Perl uninitialized value when using alternation in regex

145 views Asked by At

I have a for loop with an if statement that looks like this:

   for (my $i=0; $i < $size; $i++) {
       if ($array[$i] =~ m/_(B|P|BC|PM)/) {
           #Remove from @array
           splice(@array, $i, 1);
           next;
       }
       #Get rid of numbers at the end
       $array[$i] =~ s/_[0-9]+//;
   }

I am getting an error saying that says "Use of uninitialized value within @array in pattern match...." on the line with the if statement.

When I remove the alternation from the regex on that line, the error goes away.

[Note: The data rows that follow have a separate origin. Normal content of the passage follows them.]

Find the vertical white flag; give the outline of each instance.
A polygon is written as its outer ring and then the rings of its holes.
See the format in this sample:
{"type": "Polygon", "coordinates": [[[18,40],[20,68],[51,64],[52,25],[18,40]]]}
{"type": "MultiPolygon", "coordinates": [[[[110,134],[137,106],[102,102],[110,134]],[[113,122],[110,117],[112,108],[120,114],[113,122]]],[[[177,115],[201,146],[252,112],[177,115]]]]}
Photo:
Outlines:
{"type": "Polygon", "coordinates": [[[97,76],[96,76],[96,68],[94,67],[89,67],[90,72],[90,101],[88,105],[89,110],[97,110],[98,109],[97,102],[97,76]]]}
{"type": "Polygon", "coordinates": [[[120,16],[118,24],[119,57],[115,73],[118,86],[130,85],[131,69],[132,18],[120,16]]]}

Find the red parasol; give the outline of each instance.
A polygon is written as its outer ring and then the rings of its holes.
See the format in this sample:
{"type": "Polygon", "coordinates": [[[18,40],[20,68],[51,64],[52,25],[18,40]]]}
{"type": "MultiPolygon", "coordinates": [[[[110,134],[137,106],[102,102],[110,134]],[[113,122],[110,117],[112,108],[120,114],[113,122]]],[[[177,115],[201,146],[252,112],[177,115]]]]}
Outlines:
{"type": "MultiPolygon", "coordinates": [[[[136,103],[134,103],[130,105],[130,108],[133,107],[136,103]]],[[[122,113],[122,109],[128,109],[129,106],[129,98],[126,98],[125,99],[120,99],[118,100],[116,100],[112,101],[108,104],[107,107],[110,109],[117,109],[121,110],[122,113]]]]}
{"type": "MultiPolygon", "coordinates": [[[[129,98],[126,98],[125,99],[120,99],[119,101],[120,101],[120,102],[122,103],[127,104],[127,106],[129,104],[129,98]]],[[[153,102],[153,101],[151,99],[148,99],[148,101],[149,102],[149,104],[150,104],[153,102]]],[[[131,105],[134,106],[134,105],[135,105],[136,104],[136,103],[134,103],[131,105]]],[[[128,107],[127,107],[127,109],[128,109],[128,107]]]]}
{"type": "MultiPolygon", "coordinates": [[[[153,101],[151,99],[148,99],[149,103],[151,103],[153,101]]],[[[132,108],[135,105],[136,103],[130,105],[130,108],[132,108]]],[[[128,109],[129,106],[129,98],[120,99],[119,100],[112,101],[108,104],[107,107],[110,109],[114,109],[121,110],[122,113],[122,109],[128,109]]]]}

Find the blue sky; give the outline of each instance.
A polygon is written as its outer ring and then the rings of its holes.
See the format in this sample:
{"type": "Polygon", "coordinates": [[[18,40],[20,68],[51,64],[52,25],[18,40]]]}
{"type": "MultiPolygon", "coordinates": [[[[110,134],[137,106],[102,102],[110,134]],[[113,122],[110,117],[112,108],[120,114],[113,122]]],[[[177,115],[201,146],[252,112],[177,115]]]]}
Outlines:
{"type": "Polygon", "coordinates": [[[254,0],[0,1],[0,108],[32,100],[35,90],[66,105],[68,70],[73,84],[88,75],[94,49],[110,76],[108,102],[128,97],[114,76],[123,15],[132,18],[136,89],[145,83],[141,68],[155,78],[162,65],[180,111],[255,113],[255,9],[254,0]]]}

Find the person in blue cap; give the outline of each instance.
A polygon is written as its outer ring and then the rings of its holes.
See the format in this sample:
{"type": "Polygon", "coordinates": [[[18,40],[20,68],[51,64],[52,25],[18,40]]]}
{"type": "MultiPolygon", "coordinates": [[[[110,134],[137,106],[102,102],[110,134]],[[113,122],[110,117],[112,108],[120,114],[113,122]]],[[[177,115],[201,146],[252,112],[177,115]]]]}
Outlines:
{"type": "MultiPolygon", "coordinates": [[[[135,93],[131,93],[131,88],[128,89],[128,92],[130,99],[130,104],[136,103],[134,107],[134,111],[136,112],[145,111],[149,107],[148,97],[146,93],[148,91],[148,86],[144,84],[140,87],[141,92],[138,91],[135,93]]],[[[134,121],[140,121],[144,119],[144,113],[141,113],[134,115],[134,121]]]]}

If I comment out the whole if statement, the regex under the comment "#Get rid of numbers at the end" does not produce any errors.

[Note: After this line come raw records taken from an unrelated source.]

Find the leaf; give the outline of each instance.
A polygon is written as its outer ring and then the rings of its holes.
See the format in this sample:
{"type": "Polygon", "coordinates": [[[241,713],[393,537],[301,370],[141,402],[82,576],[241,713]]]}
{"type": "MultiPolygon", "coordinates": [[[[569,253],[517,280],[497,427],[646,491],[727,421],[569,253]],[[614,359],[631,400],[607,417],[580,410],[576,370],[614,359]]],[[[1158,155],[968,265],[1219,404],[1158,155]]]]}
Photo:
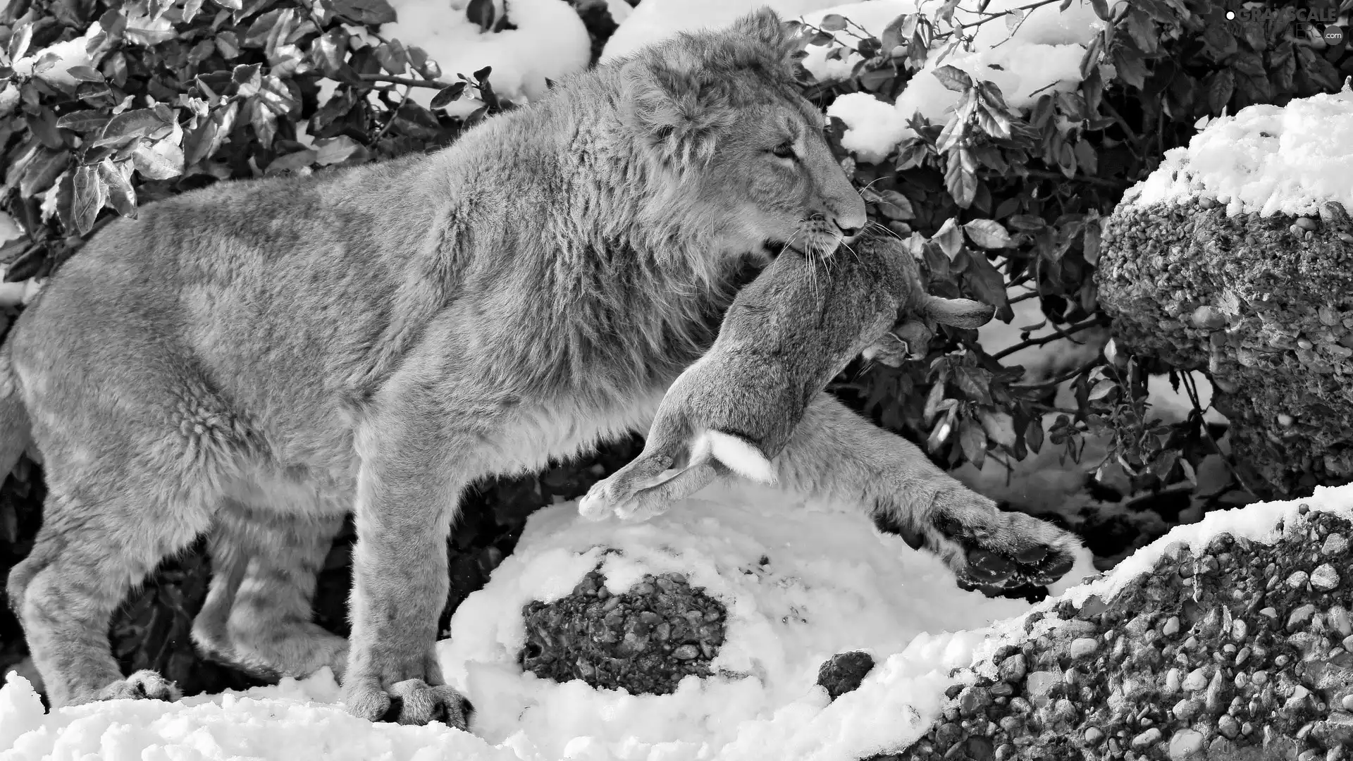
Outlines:
{"type": "Polygon", "coordinates": [[[948,162],[944,167],[944,187],[954,196],[954,203],[967,209],[973,204],[973,196],[977,195],[977,175],[955,158],[953,154],[948,156],[948,162]]]}
{"type": "Polygon", "coordinates": [[[141,146],[131,154],[131,165],[147,180],[168,180],[183,173],[183,149],[164,141],[141,146]]]}
{"type": "Polygon", "coordinates": [[[103,133],[100,133],[99,137],[101,139],[152,137],[165,129],[173,129],[173,126],[166,125],[154,108],[135,108],[131,111],[123,111],[122,114],[108,119],[108,123],[104,125],[103,133]]]}
{"type": "Polygon", "coordinates": [[[935,79],[946,88],[963,92],[973,87],[973,77],[957,66],[946,65],[935,69],[935,79]]]}
{"type": "Polygon", "coordinates": [[[348,135],[338,135],[319,146],[319,153],[315,156],[315,164],[319,164],[321,167],[338,164],[352,156],[359,148],[361,148],[361,144],[357,141],[348,135]]]}
{"type": "Polygon", "coordinates": [[[104,158],[99,164],[99,180],[108,188],[108,206],[123,217],[137,217],[137,191],[131,190],[131,183],[115,167],[112,161],[104,158]]]}
{"type": "Polygon", "coordinates": [[[465,92],[468,83],[453,83],[437,91],[437,95],[432,96],[432,103],[428,106],[433,110],[445,108],[451,102],[459,99],[461,93],[465,92]]]}
{"type": "Polygon", "coordinates": [[[107,188],[99,179],[97,167],[80,167],[74,176],[74,200],[72,207],[72,221],[76,225],[76,234],[87,236],[93,229],[93,221],[99,217],[107,200],[107,188]]]}
{"type": "Polygon", "coordinates": [[[977,418],[982,422],[986,437],[1003,447],[1015,445],[1015,420],[1008,412],[978,410],[977,418]]]}
{"type": "Polygon", "coordinates": [[[897,191],[879,192],[874,203],[878,206],[878,213],[889,219],[913,219],[916,217],[912,202],[897,191]]]}
{"type": "Polygon", "coordinates": [[[967,237],[977,245],[982,248],[1009,248],[1015,245],[1011,240],[1009,233],[1000,222],[993,222],[990,219],[973,219],[963,225],[963,230],[967,232],[967,237]]]}
{"type": "Polygon", "coordinates": [[[840,31],[846,28],[846,16],[840,14],[827,14],[823,16],[823,23],[817,24],[817,28],[823,31],[840,31]]]}
{"type": "Polygon", "coordinates": [[[386,0],[333,0],[334,12],[364,24],[390,24],[398,16],[386,0]]]}
{"type": "Polygon", "coordinates": [[[973,467],[981,469],[986,462],[986,432],[981,424],[967,417],[963,418],[958,431],[958,444],[963,448],[963,456],[973,467]]]}
{"type": "Polygon", "coordinates": [[[32,22],[26,22],[19,24],[14,32],[9,34],[9,61],[19,61],[23,54],[28,51],[28,43],[32,42],[32,22]]]}
{"type": "Polygon", "coordinates": [[[931,240],[939,245],[940,251],[944,252],[944,256],[947,256],[950,261],[953,261],[954,257],[958,256],[958,252],[963,248],[963,232],[958,227],[958,222],[953,217],[944,219],[944,223],[940,225],[935,237],[931,240]]]}
{"type": "Polygon", "coordinates": [[[1038,452],[1043,448],[1043,418],[1035,416],[1028,421],[1028,427],[1024,428],[1024,443],[1028,444],[1028,451],[1038,452]]]}
{"type": "Polygon", "coordinates": [[[262,64],[241,64],[231,69],[230,84],[235,85],[235,92],[241,97],[253,97],[258,95],[258,88],[262,87],[262,64]]]}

I've printed out all values of @array and everything looks fine. I've tried no parentheses and brackets instead of the parentheses in the expression with no change. Any ideas what could be causing this?

2

There are 2 answers

0
mob On BEST ANSWER

Here is a simple demonstration of the same problem.

1: @array = (1,2);
2: $size = 2;
3: for ($i=0; $i<$size; $i++) {
4:    if ($array[$i] == 1) {
5:        splice @array, $i, 1;
6:    }
7: }

So what happens when you execute this code? At line 5, you remove the first element of the array, so the array becomes (2). At the end of the first for-loop iteration, you increment $i (from 0 to 1), compare it to $size (which is still 2), and decide to continue the loop.

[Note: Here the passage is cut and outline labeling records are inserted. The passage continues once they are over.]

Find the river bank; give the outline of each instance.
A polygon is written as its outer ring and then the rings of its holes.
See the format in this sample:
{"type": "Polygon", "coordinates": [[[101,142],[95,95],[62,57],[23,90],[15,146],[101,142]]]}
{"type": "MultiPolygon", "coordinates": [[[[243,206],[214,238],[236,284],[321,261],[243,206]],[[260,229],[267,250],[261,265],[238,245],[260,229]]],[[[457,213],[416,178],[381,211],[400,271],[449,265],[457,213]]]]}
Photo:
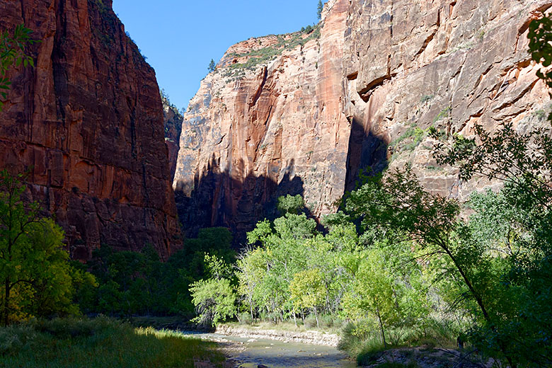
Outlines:
{"type": "MultiPolygon", "coordinates": [[[[226,330],[226,333],[232,330],[226,330]]],[[[279,331],[284,332],[284,331],[279,331]]],[[[236,368],[354,368],[357,364],[332,346],[287,340],[255,338],[219,333],[194,333],[194,337],[216,342],[236,368]]],[[[273,337],[276,337],[272,335],[273,337]]],[[[210,367],[197,365],[197,367],[210,367]]]]}
{"type": "Polygon", "coordinates": [[[265,329],[255,326],[242,326],[222,324],[217,326],[215,333],[248,339],[265,339],[284,343],[299,343],[337,347],[339,336],[336,334],[316,330],[289,331],[265,329]]]}

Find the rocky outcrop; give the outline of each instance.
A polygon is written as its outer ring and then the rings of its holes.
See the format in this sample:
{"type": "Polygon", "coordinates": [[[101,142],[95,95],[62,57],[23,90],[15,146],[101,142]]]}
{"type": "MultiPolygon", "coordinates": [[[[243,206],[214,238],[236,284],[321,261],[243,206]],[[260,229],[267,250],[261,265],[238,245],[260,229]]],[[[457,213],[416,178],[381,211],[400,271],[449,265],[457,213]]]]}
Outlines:
{"type": "Polygon", "coordinates": [[[110,0],[0,0],[1,29],[41,42],[0,113],[0,166],[29,171],[28,195],[65,229],[71,255],[101,243],[166,258],[178,226],[153,69],[110,0]]]}
{"type": "Polygon", "coordinates": [[[172,183],[176,171],[176,160],[178,157],[183,118],[178,108],[171,103],[168,96],[165,95],[163,91],[161,91],[161,102],[163,103],[163,125],[165,127],[165,144],[168,149],[169,178],[172,183]]]}
{"type": "Polygon", "coordinates": [[[345,111],[356,160],[347,187],[359,168],[408,162],[426,188],[464,200],[493,183],[462,183],[455,170],[438,167],[427,128],[469,135],[475,123],[492,130],[512,122],[524,130],[543,122],[550,98],[527,52],[527,33],[552,1],[415,3],[351,4],[345,111]]]}
{"type": "Polygon", "coordinates": [[[231,47],[184,115],[173,186],[188,227],[238,234],[270,215],[275,198],[302,194],[331,211],[345,190],[350,125],[343,59],[348,0],[323,27],[231,47]]]}
{"type": "Polygon", "coordinates": [[[173,187],[188,228],[241,231],[279,195],[318,217],[359,172],[410,163],[426,187],[464,200],[493,185],[438,167],[433,125],[519,130],[550,98],[527,52],[551,0],[330,0],[318,30],[232,46],[184,115],[173,187]]]}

Then you are at line 4 again. You are performing an operation on $array[1]. But @array only has one element, $array[1] is not defined, and Perl gives you a warning.

It is important to be careful if you are a modifying a data structure at the same time that you are iterating through it.

--

Consider this alternate, Perlish approach to the first part of your problem:

@array = grep { !m/_(B|P|BC|PM)/ } @array

That is, identify all the elements of @array that satisfy some condition (here, the condition is not matching the pattern), and then update @array so that it only holds those good elements. zdim had another good approach.

9
zdim On

Removing elements from an array is in principle expensive, even though splice optimizations help. Thanks to ysth for comments. More to the point, working correctly through those indices requires a lot of care, as exposed and dissected in mob's answer. Here is another way

my @new_array = 
    map { 
        s/_[0-9]+//;        #/ cleanup from the last statement in loop
        $_                  # return this element, not return of s/../../
    }
    grep { defined && !/_(B|P|BC|PM)/ }  # remove elements
    @array;

First grep makes sure to skip undef elements, then filters what you need. Its output list is passed as input to map, which makes the change from the last line of your loop to each element.

If you don't care about the old array just assign to @array instead of making a @new_array.

Starting from 5.14.0 we can use the non-destructive /r modifier in the substituion, which returns the changed string and leaves the original unchanged. This is a perfect use case for it

@array = map { s/_[0-9]+//r } grep { defined && !/_(B|P|BC|PM)/ } @array;

where the original array is overwritten.


This processes the data twice. A more efficient version is to loop over the array and push (copy) the elements that are to be kept, suitably changed, into the new array.